If you are new to this, one of the best balances of comfort, concealability, and access are holsters similar to the one Baldy recommended. IWB in the 3-5 o'clock position. I am a fan of the Galco Royal Guard and the new N3.

http://www.usgalco.com/HolsterPT3.asp?ProductID=883&CatalogID=7
http://www.usgalco.com/HolsterPT3.asp?ProductID=3796&CatalogID=7 (yes that is Mikes butt)


----------



## Mr.clean (Jul 30, 2009)

Pocket hoster IMO.


----------



## Mr.clean (Jul 30, 2009)

And how much do you weigh?


----------



## TOF (Sep 7, 2006)

Old Padawan said:


> Hard question. Fat doesn't come into play as much as the standard questions.
> What Gun?
> Where do you want to wear it? Belt, IWB (front of body, hip small of back) shoulder, ankle, pocket, off body?
> There are two kinds of "fat" firm or fluffy (I am fluffy)
> ...


Do you lose much rotational stability on drawing with the single belt loop of the N3?

My Summer Comfort (Galco) has performed quite well for my M&P's. I am not exactly small at 6' 2" and 260#.


----------



## Old Padawan (Mar 16, 2007)

The holster stays put pretty well during the draw. The loop works much better that the old J hook. Of course the J hook allowed easy on/off. 
It is a great holster and has replaced my Royal Guard. I like the steep cant.


----------



## TOF (Sep 7, 2006)

Old Padawan said:


> The holster stays put pretty well during the draw. The loop works much better that the old J hook. Of course the J hook allowed easy on/off.
> It is a great holster and has replaced my Royal Guard. I like the steep cant.


Bill,

I like the looks of the N3 a lot. It appears to have the same cant as the Summer Comfort but provides leather between the sights and skin. I traded for an M&P45 a few weeks back which is a little longer than my 40 so sticks out the bottom and I plan on changing the rear sight to one that is a bit sharper edged than the original. My Grandson will be able to get a CWP before long and will be able to use my old holster with his M&P9 so why not switch.

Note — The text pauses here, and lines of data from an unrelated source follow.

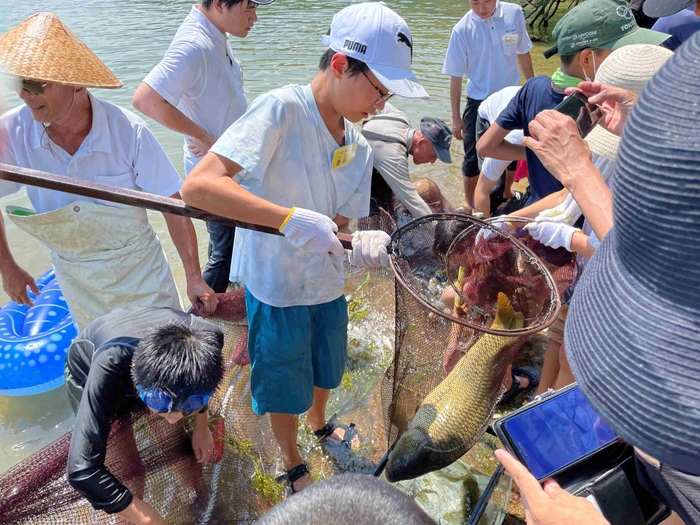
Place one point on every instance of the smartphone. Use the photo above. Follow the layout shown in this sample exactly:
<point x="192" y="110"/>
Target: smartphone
<point x="555" y="433"/>
<point x="585" y="114"/>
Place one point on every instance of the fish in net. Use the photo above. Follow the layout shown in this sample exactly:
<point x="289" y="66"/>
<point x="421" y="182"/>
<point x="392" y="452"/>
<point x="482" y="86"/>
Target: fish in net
<point x="451" y="351"/>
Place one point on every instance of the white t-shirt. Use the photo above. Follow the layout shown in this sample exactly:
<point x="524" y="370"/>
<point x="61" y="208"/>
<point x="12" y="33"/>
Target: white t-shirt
<point x="390" y="135"/>
<point x="119" y="150"/>
<point x="202" y="77"/>
<point x="285" y="150"/>
<point x="490" y="109"/>
<point x="485" y="50"/>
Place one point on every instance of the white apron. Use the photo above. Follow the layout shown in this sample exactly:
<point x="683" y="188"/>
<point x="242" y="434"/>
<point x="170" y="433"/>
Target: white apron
<point x="104" y="257"/>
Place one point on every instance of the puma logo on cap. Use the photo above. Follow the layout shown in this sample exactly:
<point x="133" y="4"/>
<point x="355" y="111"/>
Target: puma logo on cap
<point x="351" y="45"/>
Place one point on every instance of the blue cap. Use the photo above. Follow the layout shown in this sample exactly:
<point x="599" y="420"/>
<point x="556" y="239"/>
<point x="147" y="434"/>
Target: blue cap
<point x="440" y="135"/>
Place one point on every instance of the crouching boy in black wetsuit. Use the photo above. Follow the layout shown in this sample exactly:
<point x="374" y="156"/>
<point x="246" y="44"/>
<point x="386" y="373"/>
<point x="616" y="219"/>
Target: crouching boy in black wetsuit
<point x="169" y="359"/>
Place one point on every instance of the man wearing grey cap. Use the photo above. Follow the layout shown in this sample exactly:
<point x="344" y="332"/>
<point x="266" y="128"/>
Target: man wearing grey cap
<point x="392" y="139"/>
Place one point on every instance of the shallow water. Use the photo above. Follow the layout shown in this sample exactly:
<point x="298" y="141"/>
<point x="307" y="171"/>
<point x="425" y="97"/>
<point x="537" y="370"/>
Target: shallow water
<point x="131" y="36"/>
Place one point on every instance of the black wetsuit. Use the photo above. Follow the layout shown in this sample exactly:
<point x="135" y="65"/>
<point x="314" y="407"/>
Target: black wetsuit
<point x="99" y="361"/>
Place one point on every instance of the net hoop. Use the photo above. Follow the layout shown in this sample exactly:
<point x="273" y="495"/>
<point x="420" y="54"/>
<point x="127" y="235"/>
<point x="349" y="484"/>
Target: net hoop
<point x="395" y="259"/>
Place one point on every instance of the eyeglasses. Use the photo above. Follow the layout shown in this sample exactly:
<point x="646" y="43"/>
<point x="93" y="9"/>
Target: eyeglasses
<point x="383" y="97"/>
<point x="163" y="403"/>
<point x="35" y="88"/>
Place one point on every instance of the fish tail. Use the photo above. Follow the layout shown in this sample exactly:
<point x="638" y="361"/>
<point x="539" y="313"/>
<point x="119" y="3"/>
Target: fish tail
<point x="506" y="317"/>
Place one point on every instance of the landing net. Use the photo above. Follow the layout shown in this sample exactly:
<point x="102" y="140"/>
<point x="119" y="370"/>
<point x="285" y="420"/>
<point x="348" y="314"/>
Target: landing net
<point x="445" y="261"/>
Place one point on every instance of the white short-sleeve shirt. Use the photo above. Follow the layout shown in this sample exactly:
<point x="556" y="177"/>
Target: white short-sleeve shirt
<point x="485" y="50"/>
<point x="489" y="110"/>
<point x="286" y="150"/>
<point x="202" y="77"/>
<point x="120" y="150"/>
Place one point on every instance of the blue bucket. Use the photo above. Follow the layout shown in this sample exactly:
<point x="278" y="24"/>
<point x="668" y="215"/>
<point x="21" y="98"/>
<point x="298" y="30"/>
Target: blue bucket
<point x="34" y="341"/>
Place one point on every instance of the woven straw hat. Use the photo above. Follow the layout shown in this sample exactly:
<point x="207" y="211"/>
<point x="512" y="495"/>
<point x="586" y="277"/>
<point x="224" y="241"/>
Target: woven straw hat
<point x="633" y="331"/>
<point x="630" y="68"/>
<point x="42" y="48"/>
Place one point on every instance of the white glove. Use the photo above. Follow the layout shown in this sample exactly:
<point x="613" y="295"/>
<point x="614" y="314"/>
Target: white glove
<point x="552" y="234"/>
<point x="312" y="232"/>
<point x="567" y="212"/>
<point x="369" y="249"/>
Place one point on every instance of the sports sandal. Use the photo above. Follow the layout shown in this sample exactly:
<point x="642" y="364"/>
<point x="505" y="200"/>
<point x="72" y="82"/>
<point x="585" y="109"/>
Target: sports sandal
<point x="328" y="429"/>
<point x="291" y="476"/>
<point x="533" y="375"/>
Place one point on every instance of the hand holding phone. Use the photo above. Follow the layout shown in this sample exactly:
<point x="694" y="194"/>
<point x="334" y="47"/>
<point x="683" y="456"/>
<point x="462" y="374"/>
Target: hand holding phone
<point x="555" y="434"/>
<point x="585" y="114"/>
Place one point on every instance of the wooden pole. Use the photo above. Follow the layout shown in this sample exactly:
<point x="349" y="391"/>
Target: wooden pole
<point x="140" y="199"/>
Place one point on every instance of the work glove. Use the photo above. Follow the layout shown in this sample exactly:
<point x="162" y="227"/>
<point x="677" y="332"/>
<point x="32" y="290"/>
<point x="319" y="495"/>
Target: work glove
<point x="567" y="212"/>
<point x="369" y="249"/>
<point x="312" y="232"/>
<point x="552" y="234"/>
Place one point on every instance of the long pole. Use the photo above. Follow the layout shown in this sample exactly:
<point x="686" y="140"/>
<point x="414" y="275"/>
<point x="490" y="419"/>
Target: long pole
<point x="140" y="199"/>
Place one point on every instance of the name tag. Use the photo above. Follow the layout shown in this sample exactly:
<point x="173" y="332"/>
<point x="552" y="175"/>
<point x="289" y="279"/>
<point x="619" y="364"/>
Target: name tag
<point x="343" y="156"/>
<point x="510" y="40"/>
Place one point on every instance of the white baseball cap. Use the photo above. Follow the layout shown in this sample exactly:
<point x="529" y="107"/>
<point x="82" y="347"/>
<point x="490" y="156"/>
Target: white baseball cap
<point x="372" y="33"/>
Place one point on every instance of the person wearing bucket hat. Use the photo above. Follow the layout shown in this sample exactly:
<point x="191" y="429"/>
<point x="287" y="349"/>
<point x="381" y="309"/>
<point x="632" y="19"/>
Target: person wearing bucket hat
<point x="629" y="68"/>
<point x="584" y="38"/>
<point x="197" y="90"/>
<point x="392" y="139"/>
<point x="632" y="335"/>
<point x="105" y="255"/>
<point x="681" y="21"/>
<point x="295" y="162"/>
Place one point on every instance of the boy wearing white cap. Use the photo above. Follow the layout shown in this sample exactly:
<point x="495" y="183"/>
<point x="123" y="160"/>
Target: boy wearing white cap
<point x="295" y="162"/>
<point x="197" y="90"/>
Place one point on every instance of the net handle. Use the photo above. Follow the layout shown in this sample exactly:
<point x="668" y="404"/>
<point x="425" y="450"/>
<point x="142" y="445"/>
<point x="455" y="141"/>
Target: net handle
<point x="393" y="256"/>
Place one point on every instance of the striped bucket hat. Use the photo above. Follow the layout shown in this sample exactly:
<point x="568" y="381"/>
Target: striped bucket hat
<point x="633" y="331"/>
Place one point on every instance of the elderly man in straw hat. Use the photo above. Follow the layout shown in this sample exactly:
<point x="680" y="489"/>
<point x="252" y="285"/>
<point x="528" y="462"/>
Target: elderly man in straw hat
<point x="104" y="255"/>
<point x="633" y="334"/>
<point x="629" y="68"/>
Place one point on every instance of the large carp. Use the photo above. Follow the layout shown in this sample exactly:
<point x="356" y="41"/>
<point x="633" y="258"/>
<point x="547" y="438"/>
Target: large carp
<point x="456" y="413"/>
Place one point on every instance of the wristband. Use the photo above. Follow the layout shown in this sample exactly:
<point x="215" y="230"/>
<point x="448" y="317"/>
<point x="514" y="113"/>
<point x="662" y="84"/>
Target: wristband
<point x="289" y="216"/>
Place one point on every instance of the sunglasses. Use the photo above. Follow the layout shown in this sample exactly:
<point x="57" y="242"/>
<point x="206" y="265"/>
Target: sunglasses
<point x="35" y="88"/>
<point x="162" y="403"/>
<point x="383" y="97"/>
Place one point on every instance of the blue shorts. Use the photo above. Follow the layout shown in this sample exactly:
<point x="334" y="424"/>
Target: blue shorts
<point x="292" y="350"/>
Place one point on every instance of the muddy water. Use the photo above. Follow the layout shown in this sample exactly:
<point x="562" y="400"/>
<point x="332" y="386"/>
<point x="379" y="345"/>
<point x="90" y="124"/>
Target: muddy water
<point x="283" y="48"/>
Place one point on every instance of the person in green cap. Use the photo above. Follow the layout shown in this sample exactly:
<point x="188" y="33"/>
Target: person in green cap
<point x="584" y="38"/>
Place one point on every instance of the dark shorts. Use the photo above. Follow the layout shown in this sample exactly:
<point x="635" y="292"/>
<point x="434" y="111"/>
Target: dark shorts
<point x="292" y="350"/>
<point x="680" y="491"/>
<point x="470" y="164"/>
<point x="216" y="272"/>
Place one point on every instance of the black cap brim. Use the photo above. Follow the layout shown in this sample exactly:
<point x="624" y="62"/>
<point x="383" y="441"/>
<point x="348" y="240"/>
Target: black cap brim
<point x="443" y="154"/>
<point x="661" y="8"/>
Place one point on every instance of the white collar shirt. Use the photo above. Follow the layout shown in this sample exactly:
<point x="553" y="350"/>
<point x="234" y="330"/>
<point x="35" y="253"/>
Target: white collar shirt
<point x="120" y="150"/>
<point x="202" y="77"/>
<point x="485" y="50"/>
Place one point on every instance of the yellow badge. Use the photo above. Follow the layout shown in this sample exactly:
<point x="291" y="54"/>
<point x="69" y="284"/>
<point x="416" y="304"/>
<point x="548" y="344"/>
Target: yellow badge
<point x="343" y="156"/>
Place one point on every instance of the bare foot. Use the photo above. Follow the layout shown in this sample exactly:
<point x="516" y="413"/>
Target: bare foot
<point x="339" y="435"/>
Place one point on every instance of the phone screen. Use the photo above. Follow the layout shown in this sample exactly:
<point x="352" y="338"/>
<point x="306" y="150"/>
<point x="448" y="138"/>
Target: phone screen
<point x="557" y="432"/>
<point x="583" y="112"/>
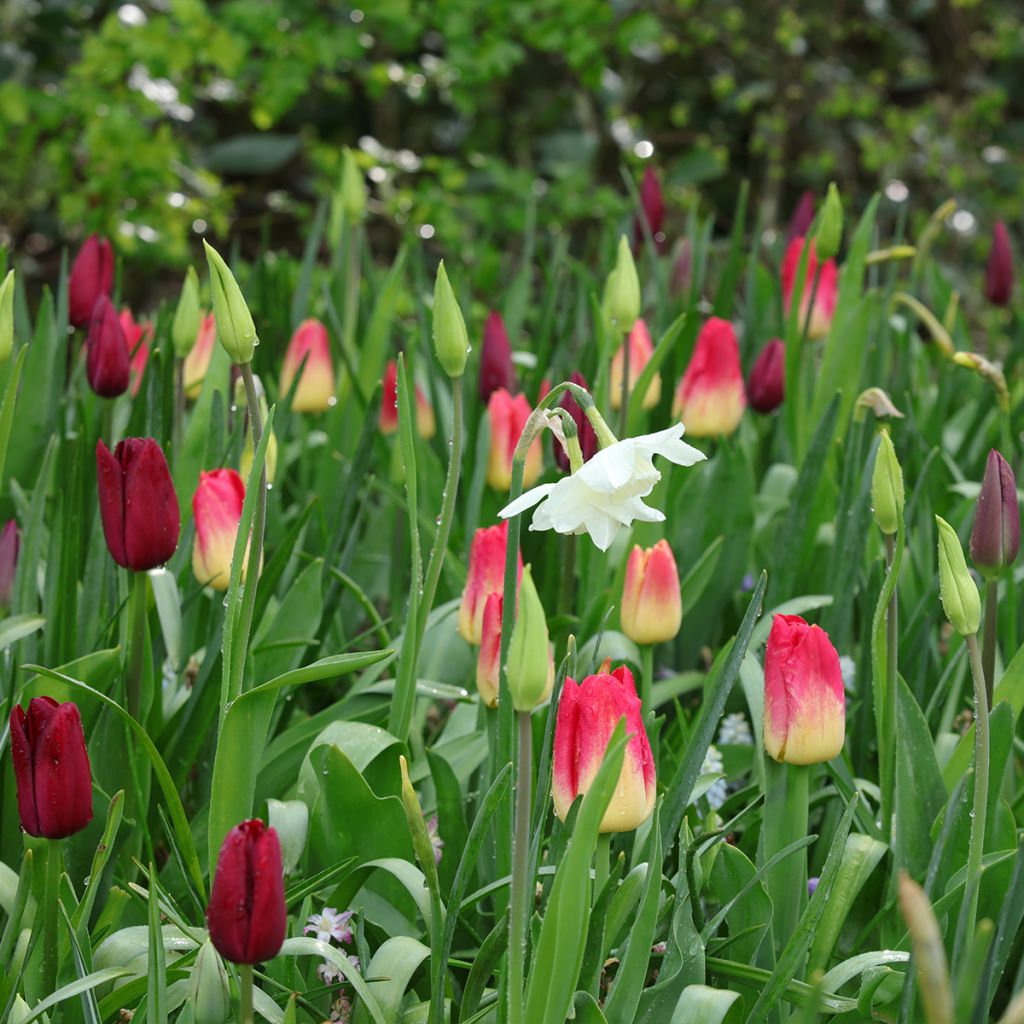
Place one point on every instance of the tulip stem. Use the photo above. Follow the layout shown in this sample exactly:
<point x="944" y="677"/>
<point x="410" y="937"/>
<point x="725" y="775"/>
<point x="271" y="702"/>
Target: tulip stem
<point x="520" y="885"/>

I need something to hold it in place also and have been looking at your CLB5 belt. I have been using a Wilderness Instructors belt because of their near infinite adjustability. Having quit smoking 4 years back my waist size has been a bit unstable. I was 38" for 45 years. The good old days. I have given up on returning to my svelt 210 pounds and 38" of 2005 but believe I will remain stable for a spell. I at least hope so. I want to go back to a standard belt for a while but am not confident enough in size stability to go for your best ones. I'm a cheap skate also.

I have learned over the past four years that suspenders are a fat fellahs friend so use Pierce suspenders along with a belt.

Do you think a CLB5 would carry my M&P 45 adequately if assisted by Pierce Suspenders? If not please suggest.

Thanks a bunch.

TOF

tumbleweed


----------



## Old Padawan (Mar 16, 2007)

The CLB5 is a pants belt and not a gun belt. While you are not requiring that it hold the weight of the belt, you are asking that it pull the gun into the body. Considering how much you carry, you will in all probability attempt to use it with a belt holster on occasion. I do not think it is a good choice.

Instructor belts are a great idea. If you want a more traditional belt, go with the CB2. It will cost more, but your overall satisfaction will be better.


----------



## TOF (Sep 7, 2006)

Old Padawan said:


> The CLB5 is a pants belt and not a gun belt. While you are not requiring that it hold the weight of the belt, you are asking that it pull the gun into the body. Considering how much you carry, you will in all probability attempt to use it with a belt holster on occasion. I do not think it is a good choice.
> 
> Instructor belts are a great idea. If you want a more traditional belt, go with the CB2. It will cost more, but your overall satisfaction will be better.


Thanks,

That is what I needed to know.

tumbleweed


----------



## funkypunk97 (Aug 2, 2007)

I like a shoulder holster for me, it works well with my fatness...... :smt082


----------